Online publication date: 2020-04-25
 
 
Publication date: 2020-04-25
 
 
Electron J Gen Med 2020;17(5):em242
 
KEYWORDS
ABSTRACT
Background:
Bowel and mesenteric injuries have high morbidity and mortality rates in the trauma group due to non-specific symptoms and are often obscured in the context of multiple traumas, contributing to an increased risk of peritonitis and sepsis. The purpose of this research was to assess the diagnostic accuracy of 16-slice multidetector computed tomography (MDCT) findings in the diagnosis of bowel and mesenteric injuries accompanied by the association of these findings with the treatment strategy.

Methods:
A retrospective study was performed on 86 blunt-abdominal-trauma patients, hospitalized at the emergency department of our institution from June 2018 to July 2019 (75 men and 11 women aged 4–76 years old with a median age of 40.88), who had 16-slice MDCT diagnosis of blunt bowel and mesenteric injuries and were treated by nonsurgical and surgical treatment. Ethical clearance was taken from the institute ethics committee with waiver of consent.

Results:
The specificity of bowel-wall rupture, active extravasation, and reduced bowel-wall enhancement were 100%, 98.15%, and 100%, respectively. Pneumoperitoneum had the highest sensitivity of 83.33%. Bowel-wall rupture, Janus signs, pneumoperitoneum, and mesenteric stranding were significantly correlated with surgical results. The existence of these results improved the likelihood of 7-, 6-, 29- and 3-fold surgical treatment, respectively.

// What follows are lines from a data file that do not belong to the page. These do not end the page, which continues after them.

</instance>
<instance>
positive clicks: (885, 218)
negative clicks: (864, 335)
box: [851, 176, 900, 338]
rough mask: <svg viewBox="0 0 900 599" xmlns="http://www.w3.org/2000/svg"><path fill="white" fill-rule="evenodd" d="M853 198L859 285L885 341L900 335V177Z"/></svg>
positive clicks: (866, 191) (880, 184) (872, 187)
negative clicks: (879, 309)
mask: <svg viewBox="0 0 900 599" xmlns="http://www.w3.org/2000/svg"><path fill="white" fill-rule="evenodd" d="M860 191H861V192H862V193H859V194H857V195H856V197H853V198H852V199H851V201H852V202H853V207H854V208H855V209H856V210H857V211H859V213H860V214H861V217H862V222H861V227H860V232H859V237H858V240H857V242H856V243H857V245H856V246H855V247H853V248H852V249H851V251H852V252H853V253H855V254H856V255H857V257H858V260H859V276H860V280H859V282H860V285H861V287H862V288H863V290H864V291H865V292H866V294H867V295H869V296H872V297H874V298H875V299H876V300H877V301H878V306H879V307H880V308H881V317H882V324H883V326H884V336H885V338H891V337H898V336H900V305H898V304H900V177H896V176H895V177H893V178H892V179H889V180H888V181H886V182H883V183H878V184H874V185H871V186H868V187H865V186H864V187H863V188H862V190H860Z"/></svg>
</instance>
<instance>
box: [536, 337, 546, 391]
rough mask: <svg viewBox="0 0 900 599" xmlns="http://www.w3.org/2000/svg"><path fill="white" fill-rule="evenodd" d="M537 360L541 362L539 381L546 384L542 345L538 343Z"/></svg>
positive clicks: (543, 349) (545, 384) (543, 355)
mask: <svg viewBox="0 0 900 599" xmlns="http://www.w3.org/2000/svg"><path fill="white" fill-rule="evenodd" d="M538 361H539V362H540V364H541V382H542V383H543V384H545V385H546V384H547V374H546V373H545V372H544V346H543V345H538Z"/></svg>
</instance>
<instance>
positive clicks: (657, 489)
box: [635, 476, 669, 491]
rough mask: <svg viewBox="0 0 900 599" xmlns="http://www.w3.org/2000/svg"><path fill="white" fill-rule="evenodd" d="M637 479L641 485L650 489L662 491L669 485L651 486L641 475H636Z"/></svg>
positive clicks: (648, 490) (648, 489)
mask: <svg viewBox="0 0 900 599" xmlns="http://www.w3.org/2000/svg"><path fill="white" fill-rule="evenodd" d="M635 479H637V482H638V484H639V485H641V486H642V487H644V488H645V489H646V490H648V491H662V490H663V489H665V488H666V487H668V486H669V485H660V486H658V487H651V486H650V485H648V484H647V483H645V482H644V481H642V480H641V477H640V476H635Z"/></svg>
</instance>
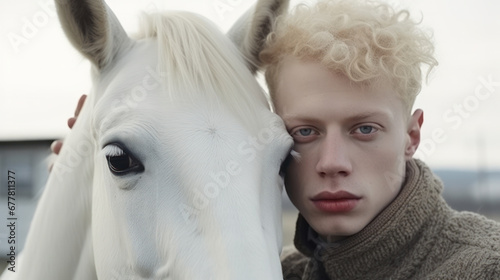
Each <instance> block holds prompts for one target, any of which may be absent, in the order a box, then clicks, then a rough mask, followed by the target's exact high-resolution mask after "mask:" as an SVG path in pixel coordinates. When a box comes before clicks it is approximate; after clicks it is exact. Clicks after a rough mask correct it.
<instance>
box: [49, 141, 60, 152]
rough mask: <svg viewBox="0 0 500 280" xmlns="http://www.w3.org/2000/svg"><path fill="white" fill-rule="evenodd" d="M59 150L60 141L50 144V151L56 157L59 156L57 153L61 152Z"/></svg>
mask: <svg viewBox="0 0 500 280" xmlns="http://www.w3.org/2000/svg"><path fill="white" fill-rule="evenodd" d="M61 148H62V141H61V140H56V141H54V142H52V144H51V145H50V149H51V150H52V152H53V153H54V154H56V155H58V154H59V152H60V151H61Z"/></svg>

Inter-observer consensus was very strong for bowel-wall rupture, active extravasation, bowel hematoma, and pneumoperitoneum.

Conclusion:
Bowel-wall rupture was the definite sign of bowel injury and its connection with surgical treatment was important. Pneumoperitoneum was not a specific indication of blunt bowel injury; but when this is detected, emergency intervention should be suggested.